Global population growth, climate change and swift urbanization all contribute to a rapidly changing landscape for flora and fauna. To improve productivity with environmentally sustainable practices, scientists worldwide are moving to adopt advanced genomics tools to guide production of agriculture products. Standard BioTools™ is proud to offer high-throughput and automated solutions for PCR and NGS workflows utilized in plant and animal research, such as our new X9™ System, a versatile microfluidics-based benchtop platform that delivers thousands of nanoliter-scale reactions in a single run.
Here are a few publications that showcase the use of our powerful tools and technology.
In a microorganisms article, Delannoy et al. aimed to provide new insights into antimicrobial resistance genes and mobile genetic elements in seafood and the marine environment. An innovative high-throughput real-time PCR screen was developed using a Biomark™ system and 96.96 Dynamic Array™ integrated fluidic circuits to investigate the presence of 41 resistance genes and 33 genetic elements including plasmid replicons, integrons and insertion sequences in Gram-negative bacteria. The team noted that “this unique and original high throughput micro-array … could be easily implementable for monitoring antimicrobial resistance gene markers in diverse contexts.”

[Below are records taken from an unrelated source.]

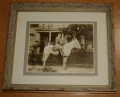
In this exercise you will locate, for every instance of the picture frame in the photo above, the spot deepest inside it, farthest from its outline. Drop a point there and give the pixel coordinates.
(22, 14)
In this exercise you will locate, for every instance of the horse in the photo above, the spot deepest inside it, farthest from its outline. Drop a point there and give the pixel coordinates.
(66, 50)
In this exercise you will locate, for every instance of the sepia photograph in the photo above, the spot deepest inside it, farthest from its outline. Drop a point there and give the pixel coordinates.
(60, 48)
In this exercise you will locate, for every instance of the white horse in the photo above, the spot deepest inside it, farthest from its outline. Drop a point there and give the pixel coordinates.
(66, 49)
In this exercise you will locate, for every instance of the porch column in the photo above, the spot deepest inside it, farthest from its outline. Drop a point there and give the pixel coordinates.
(62, 36)
(37, 42)
(49, 38)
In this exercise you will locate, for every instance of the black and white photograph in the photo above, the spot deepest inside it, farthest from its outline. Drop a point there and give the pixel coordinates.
(63, 47)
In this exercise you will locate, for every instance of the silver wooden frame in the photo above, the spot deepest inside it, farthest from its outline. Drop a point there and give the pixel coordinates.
(63, 7)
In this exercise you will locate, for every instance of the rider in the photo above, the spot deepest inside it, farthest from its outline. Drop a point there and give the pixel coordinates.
(59, 44)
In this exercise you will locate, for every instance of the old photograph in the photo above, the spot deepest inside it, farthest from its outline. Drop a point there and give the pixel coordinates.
(55, 47)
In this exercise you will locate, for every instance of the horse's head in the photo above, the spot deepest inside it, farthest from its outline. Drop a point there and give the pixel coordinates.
(77, 45)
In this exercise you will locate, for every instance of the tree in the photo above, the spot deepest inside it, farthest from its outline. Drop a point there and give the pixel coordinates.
(76, 30)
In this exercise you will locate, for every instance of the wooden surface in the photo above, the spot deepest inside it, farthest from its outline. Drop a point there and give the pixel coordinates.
(4, 20)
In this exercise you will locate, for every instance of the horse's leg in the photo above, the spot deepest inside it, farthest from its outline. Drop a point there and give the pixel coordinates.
(64, 63)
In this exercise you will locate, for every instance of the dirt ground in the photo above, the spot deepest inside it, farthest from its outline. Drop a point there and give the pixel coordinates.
(82, 68)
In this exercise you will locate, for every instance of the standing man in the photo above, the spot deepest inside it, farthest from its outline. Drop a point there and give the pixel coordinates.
(59, 44)
(42, 44)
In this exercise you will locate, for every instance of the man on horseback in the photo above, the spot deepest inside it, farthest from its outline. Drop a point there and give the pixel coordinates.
(59, 45)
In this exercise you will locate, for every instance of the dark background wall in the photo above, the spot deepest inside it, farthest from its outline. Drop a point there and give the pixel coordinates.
(4, 20)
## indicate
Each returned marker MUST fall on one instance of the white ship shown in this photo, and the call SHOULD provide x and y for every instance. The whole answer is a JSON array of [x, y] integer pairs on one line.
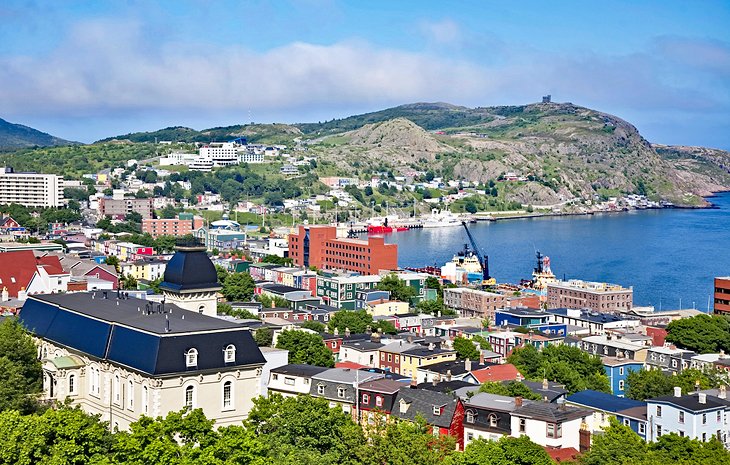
[[441, 219]]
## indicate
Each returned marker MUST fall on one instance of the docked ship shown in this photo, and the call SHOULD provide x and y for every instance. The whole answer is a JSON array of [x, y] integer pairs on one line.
[[542, 274], [441, 219]]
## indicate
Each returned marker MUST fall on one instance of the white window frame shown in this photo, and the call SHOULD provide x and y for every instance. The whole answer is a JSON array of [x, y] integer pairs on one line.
[[191, 358], [229, 354]]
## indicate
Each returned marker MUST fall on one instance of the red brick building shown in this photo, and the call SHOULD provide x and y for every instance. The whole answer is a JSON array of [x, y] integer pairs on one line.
[[319, 246], [722, 296], [185, 223]]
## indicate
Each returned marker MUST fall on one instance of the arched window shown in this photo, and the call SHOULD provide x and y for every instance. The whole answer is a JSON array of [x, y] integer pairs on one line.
[[72, 384], [117, 390], [230, 353], [145, 400], [130, 394], [227, 395], [189, 396], [191, 358]]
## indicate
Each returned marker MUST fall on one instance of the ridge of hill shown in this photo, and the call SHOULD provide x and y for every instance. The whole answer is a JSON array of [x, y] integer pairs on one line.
[[14, 136]]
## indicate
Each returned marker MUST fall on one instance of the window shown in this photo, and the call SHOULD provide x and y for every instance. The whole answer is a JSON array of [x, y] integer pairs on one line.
[[191, 358], [227, 395], [189, 396], [145, 400], [117, 390], [72, 384], [230, 353]]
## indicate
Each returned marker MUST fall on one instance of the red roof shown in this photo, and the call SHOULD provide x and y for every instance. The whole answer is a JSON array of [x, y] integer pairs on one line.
[[506, 372], [18, 267], [567, 454]]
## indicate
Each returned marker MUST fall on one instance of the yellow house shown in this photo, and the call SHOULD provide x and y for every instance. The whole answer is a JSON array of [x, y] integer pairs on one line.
[[423, 356], [382, 307]]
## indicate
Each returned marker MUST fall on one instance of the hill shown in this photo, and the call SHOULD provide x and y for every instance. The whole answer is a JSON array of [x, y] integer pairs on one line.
[[14, 136], [562, 151], [258, 133]]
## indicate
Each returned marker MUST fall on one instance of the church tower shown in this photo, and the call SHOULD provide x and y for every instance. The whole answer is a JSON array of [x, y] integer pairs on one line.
[[190, 280]]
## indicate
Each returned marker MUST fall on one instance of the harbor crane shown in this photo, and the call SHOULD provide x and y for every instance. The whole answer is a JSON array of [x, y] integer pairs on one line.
[[487, 281]]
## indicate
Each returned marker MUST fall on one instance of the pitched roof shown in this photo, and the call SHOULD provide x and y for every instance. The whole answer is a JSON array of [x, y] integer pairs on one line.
[[505, 372], [550, 412], [603, 401], [422, 402], [18, 267]]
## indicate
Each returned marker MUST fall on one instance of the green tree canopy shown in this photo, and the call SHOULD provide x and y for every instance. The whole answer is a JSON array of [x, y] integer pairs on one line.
[[702, 333], [20, 369], [238, 287], [305, 347], [567, 365]]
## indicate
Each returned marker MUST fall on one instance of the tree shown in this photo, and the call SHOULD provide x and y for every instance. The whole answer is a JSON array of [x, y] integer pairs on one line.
[[304, 429], [506, 451], [406, 443], [398, 289], [618, 444], [263, 336], [238, 287], [510, 389], [314, 326], [702, 333], [465, 349], [306, 348], [564, 364], [20, 369]]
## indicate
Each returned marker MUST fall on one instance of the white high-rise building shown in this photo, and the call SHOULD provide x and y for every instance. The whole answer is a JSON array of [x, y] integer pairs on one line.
[[30, 189]]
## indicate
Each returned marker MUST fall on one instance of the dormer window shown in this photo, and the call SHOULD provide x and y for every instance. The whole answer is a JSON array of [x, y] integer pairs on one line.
[[230, 353], [191, 358]]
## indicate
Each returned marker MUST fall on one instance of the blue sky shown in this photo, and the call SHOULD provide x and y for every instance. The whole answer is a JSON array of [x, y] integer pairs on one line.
[[87, 70]]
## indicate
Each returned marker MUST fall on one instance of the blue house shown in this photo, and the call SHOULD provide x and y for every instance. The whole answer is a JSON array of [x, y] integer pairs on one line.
[[617, 370], [520, 317], [631, 413]]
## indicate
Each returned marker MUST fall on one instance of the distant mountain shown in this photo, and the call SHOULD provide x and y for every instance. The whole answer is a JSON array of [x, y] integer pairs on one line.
[[14, 136], [263, 133]]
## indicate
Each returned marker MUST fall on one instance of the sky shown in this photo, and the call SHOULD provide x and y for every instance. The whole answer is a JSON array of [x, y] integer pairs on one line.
[[88, 70]]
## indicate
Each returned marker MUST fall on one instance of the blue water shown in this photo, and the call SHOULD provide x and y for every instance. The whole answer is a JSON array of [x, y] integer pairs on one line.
[[666, 255]]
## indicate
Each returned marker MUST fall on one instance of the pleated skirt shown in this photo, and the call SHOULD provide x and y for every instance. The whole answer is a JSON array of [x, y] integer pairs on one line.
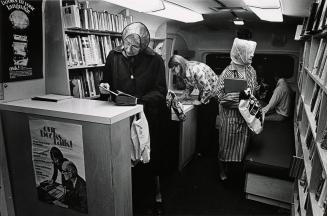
[[233, 135]]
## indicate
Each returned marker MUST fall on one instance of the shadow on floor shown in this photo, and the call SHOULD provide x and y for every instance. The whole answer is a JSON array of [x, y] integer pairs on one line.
[[197, 190]]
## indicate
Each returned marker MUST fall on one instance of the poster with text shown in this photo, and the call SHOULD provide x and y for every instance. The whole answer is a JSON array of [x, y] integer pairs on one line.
[[58, 161], [21, 36]]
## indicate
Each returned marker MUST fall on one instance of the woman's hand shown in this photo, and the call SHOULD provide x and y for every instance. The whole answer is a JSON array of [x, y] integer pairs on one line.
[[230, 100], [104, 88], [50, 181]]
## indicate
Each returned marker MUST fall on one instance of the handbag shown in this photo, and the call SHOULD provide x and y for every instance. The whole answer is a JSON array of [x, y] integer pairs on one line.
[[251, 111], [175, 105]]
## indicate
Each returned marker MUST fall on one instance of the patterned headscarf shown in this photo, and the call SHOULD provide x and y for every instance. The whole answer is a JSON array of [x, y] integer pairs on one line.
[[139, 29], [242, 50]]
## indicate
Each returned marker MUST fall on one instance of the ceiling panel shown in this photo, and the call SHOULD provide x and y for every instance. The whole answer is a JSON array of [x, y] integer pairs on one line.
[[213, 9]]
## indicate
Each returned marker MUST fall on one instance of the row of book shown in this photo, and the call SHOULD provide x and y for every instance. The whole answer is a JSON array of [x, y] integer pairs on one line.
[[315, 103], [310, 143], [85, 84], [319, 66], [85, 50], [82, 16], [317, 18]]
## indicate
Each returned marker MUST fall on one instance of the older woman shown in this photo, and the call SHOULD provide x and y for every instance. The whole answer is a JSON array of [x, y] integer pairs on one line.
[[137, 70], [234, 132], [195, 75], [200, 76]]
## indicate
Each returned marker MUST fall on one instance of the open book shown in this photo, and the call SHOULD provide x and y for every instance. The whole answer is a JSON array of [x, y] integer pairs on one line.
[[52, 98], [122, 98]]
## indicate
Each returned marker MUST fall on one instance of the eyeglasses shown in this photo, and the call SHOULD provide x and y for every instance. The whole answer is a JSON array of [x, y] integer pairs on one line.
[[66, 171]]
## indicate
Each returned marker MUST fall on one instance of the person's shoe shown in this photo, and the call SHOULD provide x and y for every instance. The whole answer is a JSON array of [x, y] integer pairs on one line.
[[158, 208], [222, 176]]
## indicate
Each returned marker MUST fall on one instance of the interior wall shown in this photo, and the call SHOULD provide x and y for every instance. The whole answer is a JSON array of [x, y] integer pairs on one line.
[[221, 40]]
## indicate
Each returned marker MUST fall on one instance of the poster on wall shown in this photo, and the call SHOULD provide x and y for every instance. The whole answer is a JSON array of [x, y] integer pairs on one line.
[[21, 37], [58, 161]]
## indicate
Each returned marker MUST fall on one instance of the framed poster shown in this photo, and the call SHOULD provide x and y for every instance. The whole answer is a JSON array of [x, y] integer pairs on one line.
[[21, 34], [58, 162]]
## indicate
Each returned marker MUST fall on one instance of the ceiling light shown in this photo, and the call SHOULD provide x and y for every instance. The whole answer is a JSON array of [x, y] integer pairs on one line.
[[269, 10], [272, 15], [263, 3], [179, 13], [238, 21], [140, 5]]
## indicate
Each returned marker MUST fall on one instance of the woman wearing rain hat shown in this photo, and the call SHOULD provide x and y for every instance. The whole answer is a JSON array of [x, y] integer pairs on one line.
[[136, 69]]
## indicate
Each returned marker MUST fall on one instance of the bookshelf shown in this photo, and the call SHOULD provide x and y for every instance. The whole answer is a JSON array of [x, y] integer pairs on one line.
[[311, 119], [80, 38]]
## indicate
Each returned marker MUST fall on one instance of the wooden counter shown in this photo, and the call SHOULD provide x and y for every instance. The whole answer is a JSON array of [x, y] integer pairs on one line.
[[106, 143], [187, 135]]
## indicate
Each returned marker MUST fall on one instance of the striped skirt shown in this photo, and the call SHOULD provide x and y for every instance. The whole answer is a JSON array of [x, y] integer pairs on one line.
[[233, 135]]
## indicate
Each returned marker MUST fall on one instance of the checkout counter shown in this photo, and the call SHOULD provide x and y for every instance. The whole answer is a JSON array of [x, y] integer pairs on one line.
[[106, 143]]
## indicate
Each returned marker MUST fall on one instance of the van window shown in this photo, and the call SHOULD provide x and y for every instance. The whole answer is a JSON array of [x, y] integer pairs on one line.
[[264, 64]]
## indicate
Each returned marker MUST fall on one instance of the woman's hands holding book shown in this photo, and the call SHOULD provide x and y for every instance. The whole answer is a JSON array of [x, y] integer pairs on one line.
[[230, 100], [104, 88]]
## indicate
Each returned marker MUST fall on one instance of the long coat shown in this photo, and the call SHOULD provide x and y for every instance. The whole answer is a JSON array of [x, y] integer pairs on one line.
[[143, 76]]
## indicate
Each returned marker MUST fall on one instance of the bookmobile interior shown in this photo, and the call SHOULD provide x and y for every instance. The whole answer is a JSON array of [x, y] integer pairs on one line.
[[284, 170]]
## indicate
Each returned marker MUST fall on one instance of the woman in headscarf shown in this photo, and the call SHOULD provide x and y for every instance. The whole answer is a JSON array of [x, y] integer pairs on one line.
[[200, 76], [233, 131], [136, 69]]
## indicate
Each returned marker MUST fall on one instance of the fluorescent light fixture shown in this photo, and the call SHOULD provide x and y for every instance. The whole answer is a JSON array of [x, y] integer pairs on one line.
[[140, 5], [177, 12], [238, 21], [269, 10], [263, 3], [271, 15]]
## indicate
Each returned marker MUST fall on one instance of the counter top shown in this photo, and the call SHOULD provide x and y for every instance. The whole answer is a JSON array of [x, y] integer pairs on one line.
[[75, 109]]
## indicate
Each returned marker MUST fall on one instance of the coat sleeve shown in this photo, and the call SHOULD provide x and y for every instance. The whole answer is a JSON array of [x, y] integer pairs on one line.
[[107, 74]]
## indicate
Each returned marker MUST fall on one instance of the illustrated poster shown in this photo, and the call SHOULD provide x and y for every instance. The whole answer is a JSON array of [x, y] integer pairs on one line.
[[58, 161], [21, 35]]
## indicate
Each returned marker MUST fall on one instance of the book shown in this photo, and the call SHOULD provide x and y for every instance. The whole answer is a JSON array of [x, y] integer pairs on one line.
[[310, 22], [314, 97], [323, 194], [52, 98], [234, 85], [71, 16], [322, 64], [320, 185], [298, 32], [319, 55], [297, 166], [323, 143]]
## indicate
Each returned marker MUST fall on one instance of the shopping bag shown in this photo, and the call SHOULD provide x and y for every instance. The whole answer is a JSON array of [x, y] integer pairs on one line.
[[251, 111], [140, 136], [175, 105]]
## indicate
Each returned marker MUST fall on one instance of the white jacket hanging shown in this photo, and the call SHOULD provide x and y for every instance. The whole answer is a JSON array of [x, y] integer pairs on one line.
[[140, 136]]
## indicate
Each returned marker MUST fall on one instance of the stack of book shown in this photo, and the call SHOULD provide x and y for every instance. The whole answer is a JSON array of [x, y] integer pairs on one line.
[[82, 16]]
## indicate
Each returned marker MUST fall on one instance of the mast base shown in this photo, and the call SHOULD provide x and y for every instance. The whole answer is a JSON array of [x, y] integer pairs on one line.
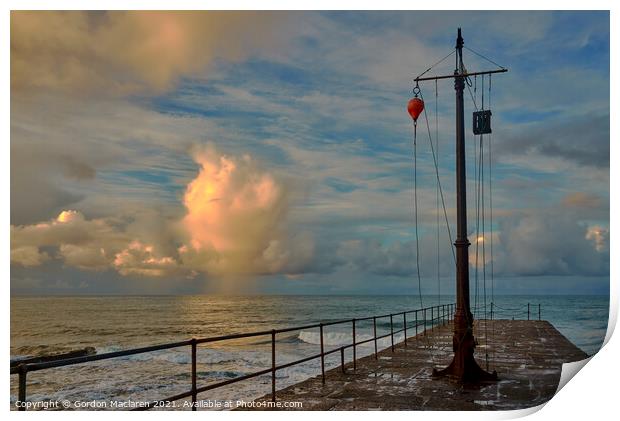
[[464, 369]]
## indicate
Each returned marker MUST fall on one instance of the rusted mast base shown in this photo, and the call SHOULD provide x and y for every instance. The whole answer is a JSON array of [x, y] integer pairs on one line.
[[464, 368]]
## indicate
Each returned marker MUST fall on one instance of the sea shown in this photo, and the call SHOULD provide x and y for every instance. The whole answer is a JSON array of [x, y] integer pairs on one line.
[[51, 325]]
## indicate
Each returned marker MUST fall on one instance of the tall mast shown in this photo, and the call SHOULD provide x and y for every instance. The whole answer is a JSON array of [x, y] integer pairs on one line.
[[463, 366]]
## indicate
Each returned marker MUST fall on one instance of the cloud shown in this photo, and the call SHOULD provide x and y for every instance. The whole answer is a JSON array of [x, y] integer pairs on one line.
[[129, 51], [234, 224], [236, 216], [583, 141], [550, 243]]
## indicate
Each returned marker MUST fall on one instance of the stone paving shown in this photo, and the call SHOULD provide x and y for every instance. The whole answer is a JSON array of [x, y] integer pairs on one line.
[[527, 356]]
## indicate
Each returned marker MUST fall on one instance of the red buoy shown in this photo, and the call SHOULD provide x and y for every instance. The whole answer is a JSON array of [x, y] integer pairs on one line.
[[415, 108]]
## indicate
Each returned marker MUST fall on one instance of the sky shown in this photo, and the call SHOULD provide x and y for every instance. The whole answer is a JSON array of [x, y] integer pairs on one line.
[[271, 152]]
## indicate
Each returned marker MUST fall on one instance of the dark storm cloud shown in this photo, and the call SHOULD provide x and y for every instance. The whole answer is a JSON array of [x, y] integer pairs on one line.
[[584, 141]]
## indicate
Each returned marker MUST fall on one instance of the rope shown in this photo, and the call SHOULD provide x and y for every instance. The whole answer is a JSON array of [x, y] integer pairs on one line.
[[429, 69], [484, 261], [437, 194], [487, 59], [415, 206], [443, 202]]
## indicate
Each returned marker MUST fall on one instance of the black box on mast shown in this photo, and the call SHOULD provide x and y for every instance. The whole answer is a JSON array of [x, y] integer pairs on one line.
[[482, 122]]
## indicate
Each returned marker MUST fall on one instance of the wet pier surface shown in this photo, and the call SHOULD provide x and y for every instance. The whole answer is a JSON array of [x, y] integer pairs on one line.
[[527, 355]]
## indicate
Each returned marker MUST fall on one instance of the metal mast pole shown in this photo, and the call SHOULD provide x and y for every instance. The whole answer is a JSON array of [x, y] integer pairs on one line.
[[463, 367]]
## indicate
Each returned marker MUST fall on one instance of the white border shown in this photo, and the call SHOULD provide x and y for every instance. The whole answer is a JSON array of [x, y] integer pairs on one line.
[[593, 391]]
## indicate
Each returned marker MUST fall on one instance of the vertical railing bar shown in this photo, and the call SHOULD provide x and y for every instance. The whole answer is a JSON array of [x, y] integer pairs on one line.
[[354, 353], [322, 356], [392, 332], [374, 326], [194, 394], [21, 398], [273, 365], [528, 311]]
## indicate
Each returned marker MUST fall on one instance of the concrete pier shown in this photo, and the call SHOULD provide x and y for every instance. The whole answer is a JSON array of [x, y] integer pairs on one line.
[[527, 355]]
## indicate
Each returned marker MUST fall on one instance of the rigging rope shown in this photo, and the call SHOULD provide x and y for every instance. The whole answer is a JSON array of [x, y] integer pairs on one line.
[[443, 202], [440, 61], [415, 207], [437, 194], [482, 56]]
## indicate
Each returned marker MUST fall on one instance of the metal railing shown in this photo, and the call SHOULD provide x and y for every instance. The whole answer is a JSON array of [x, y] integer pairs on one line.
[[439, 315], [524, 311]]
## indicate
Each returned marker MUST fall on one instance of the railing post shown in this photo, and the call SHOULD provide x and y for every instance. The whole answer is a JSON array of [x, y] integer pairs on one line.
[[374, 327], [322, 356], [273, 365], [354, 353], [21, 397], [194, 394], [392, 332]]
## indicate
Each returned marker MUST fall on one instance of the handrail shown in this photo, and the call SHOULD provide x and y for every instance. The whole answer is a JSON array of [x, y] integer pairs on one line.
[[441, 313]]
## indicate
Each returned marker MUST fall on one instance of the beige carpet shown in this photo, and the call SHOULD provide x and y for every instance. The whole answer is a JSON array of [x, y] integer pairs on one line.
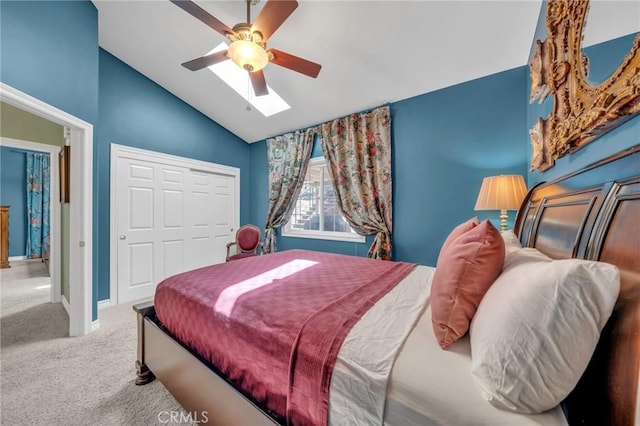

Stronen et al. investigated how wolves in southern Europe are affected by human-induced hybridization, which is a global conservation concern across taxa. In a Nature publication, the team used microfluidics-based SNP Type™ assays to distinguish Iberian, Italian and Dinaric wolves from domestic dogs and golden jackals and identify their first two hybrid generations. By separating natural population admixture from inter-specific hybridization, their panel will be able to help advance evolutionary research, monitoring and timely conservation management.
A Scientific Reports article by Gostel et al. introduces MEBarcoding, a new method that can be used for plant DNA barcoding, which is a valuable tool to support species identification with broad applications from traditional taxonomy, ecology and environmental science. MEBarcoding uses Access Array™ to simultaneously amplify targeted regions for 48 DNA samples and hundreds of PCR primer pairs during a single thermal cycling protocol. The team’s results show the technique is an efficient alternative to traditional PCR and Sanger sequencing to generate large amounts of plant DNA barcodes and build comprehensive barcode databases.